Pydron is a novel approach to use cloud computing in scientific data processing. By semi-automatic parallelization of sequential Python code, the advantages of cloud computing become available with an API consisting of only two function decorators.
Pydron is developed by me as part of my research as a PhD student at ETH Zürich. My research focuses on use-cases from astronomy, but Pydron can be applied in many other fields as well.
In Astronomy the data processing is often exploratory in nature, leading to many processing iterations with code and parameter changes. With Pydron we study how automatic parallelization can offer an easy-to-use system to enable cloud infrastructure to software with a rapidly changing code base.
Dark Energy Survey
The Dark Energy Survey (DES) is an astronomy survey to study the expansion of the universe and the growth of large scale structures.
I'm a technical collaborator in DES' Data Managment group. In particular I made significant contributions to the software packaging system.

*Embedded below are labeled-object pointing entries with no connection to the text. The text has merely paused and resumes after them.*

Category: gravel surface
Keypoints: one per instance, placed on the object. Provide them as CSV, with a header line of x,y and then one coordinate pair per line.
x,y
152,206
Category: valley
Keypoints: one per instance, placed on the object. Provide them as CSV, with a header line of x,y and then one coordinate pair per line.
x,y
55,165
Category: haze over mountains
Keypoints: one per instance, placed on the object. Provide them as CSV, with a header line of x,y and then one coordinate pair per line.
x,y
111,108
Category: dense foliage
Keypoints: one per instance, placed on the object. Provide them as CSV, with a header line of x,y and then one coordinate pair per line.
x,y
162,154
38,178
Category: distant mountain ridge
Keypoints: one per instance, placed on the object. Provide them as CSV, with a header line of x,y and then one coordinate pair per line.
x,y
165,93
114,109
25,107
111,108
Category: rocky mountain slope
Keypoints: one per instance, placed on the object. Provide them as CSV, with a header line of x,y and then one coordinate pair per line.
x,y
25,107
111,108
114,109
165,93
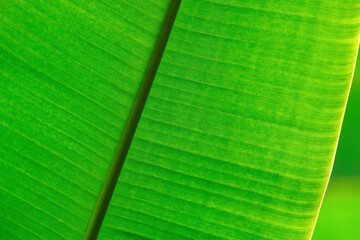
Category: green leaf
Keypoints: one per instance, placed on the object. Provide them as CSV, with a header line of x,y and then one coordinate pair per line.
x,y
70,74
237,137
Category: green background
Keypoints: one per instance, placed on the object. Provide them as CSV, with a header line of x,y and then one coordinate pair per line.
x,y
339,215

We extended an existing System, EUPS, for the specific needs of the consortium.
The software and infrastructure used for the data reduction is very heterogenous as a result of the many institutions participating in the consortium. Sofware components use various programming languages and build systems and have to be installed on several operating systems.
We adapted the packaging system EUPS. For this we added several major components to it:
The system currently manages seveal hundred packages. With DES specific software as well as third-party tools and libraries.

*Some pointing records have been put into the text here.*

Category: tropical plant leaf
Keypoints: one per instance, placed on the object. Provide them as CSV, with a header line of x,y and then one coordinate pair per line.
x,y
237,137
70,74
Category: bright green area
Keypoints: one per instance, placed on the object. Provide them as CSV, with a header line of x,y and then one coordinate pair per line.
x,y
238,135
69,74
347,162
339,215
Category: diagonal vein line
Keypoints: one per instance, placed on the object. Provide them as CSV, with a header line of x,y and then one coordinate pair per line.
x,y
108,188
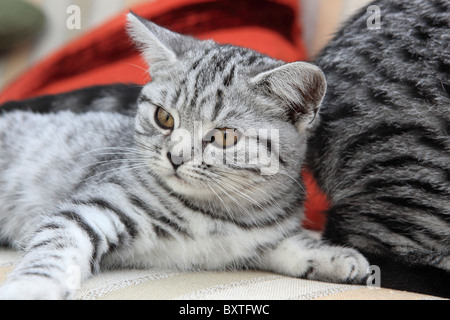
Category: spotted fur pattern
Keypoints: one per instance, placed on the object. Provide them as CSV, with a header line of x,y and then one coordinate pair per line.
x,y
93,190
382,149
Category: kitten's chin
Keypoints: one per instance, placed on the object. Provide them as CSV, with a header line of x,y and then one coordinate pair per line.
x,y
186,187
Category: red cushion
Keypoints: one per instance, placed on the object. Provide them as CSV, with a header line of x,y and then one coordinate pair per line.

Work on this project continues as more and more of the production system is migrated into our packaging system.
Euclid - Mapping the Dark Universe
Euclid is space mission currenty under development by the Eurpean Space Agency. The scientific goal is a better understanding of Dark Matter and Dark Energy.
The camera of Euclid will produce about half a peta-byte of raw data each year. This data, together with data from the ground-based Dark Energy Survey and Pan-Starrs (about 6 PB) has to undergo intensive processing to generate data products for the scientists.

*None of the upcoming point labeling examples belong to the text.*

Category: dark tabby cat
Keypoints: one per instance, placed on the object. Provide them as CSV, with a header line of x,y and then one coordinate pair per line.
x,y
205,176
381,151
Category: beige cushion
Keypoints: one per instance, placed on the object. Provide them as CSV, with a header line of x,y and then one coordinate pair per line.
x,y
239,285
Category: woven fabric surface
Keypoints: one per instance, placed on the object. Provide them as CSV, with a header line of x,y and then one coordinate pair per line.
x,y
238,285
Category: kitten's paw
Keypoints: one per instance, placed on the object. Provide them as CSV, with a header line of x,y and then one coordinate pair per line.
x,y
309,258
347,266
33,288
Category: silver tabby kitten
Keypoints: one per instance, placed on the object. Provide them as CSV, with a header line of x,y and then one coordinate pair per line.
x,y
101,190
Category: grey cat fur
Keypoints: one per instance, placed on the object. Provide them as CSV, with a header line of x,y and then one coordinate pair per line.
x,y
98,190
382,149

As member of the Ground Segment Systems Team we contribute to the ground based data processing system which is currently beeing designed.
We developed a prototype for the component of the system which integrates the resources at the collaborating institutions with each other.
I'm the teaching assistent of the Software Design module taught by Prof. Dominik Gruntz.
The lecture gives an introduction into Design Patterns with a very hands-on approch, letting the students develop a vector-oriented drawing application.